British academic David Priestland teaches Soviet political history at Oxford
University. He has published a book entitled, "Stalinism and the Politics
of Mobilization." Priestland's latest book is a look at the ideological evolution
of communism, from its earliest manifestations as a result of interpretations of
the French Revolution, to divisions among the ideas of social democratic political
theory and communism, to the internal divisions among Marxists. Readers will
be able to understand the divisions and schisms that if understood at the time by
anti-communists could have provided options for undermining such ideologies during
the Cold War. An example of communist schisms utilized to America's advantage was
President Nixon's National Security team grasping the divide and animosity between
Chinese and Russian visions of communism. Readers will delve into French Revolutionary
Claude Saint-Simon (born in 1760) who first postulated the ideas of a planned society,
and that the goal of society was production. It is here that the Soviet model
of planned economies and societies was derived.

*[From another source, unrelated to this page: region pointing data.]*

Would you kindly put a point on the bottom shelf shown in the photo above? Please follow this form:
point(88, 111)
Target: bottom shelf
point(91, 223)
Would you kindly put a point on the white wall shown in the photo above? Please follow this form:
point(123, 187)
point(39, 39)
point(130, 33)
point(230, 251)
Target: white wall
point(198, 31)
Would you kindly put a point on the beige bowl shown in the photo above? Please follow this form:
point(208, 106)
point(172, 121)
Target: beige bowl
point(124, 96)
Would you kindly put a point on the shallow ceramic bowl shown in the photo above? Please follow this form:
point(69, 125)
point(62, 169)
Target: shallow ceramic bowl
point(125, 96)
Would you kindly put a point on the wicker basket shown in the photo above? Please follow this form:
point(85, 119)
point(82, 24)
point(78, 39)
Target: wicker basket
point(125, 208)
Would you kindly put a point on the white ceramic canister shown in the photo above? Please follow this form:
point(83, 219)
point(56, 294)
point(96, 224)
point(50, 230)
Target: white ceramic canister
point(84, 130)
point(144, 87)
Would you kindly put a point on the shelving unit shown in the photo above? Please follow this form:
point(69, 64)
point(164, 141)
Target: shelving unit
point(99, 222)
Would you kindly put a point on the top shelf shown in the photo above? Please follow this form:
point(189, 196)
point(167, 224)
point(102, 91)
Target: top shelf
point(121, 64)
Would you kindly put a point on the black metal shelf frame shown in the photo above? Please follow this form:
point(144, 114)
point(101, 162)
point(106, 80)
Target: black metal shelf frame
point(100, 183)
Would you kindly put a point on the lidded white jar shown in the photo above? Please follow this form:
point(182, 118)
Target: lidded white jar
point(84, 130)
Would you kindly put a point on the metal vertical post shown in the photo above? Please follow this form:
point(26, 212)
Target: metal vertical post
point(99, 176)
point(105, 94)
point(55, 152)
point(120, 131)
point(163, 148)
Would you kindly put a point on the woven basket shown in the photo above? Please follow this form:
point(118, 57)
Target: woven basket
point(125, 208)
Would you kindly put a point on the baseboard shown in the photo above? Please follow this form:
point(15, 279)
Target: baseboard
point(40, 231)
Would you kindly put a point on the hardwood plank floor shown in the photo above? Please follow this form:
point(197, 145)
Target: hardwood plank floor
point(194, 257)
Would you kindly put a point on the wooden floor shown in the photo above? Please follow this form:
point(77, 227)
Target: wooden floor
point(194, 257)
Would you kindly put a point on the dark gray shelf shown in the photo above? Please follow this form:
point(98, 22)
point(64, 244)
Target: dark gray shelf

The book delves deeply into the ideas of Karl Marx (born in 1818), who reacted
to industrialization and humankind being reduced to cogs in a wheel, and work being
not an expression of creativity but to eat, drink and acquire material things by
advocating the abolition of the market and private property. That is the establishment
of communism. Marx ignored the conflicts of interests among citizens, and
individual advancement abolished. The chapter on the Russian Revolution picks
apart divisions between Bolsheviks and Mensheviks, as well as reconciling Marxist
utopia with the realities of threats to their infant revolution. One example
is reintroducing military ranks by Leon Trotsky (born in 1879), ranks were initially
abolished but one could not fight a civil war without command, and it was not until
1935 that formal epilates were introduced into the Red Army. Trotsky would
use Joseph Stalin's failures in the Spanish Civil War, a fight the pitted the Communists
against the Fascists as a dress rehearsal for World War II, to form the Fourth International
which opposed capitalism and Stalinism. Trotsky would be murdered in 1940
by an undercover agent of the NKVD (the forerunner of the KGB).
The book's final chapter traces the evolution of Asian interpretations of communism,
chiefly Mao Tse Tung (born in 1893). This is not an easy book, but begins
to train your mind into distinguishing between ideological interpretations influenced
by events, geography, history and culture.
Commander Aboul-Enein is author of "Militant Islamist Ideology: Understanding
the Global Threat," published this summer by Naval Institute Press, Annapolis, Maryland.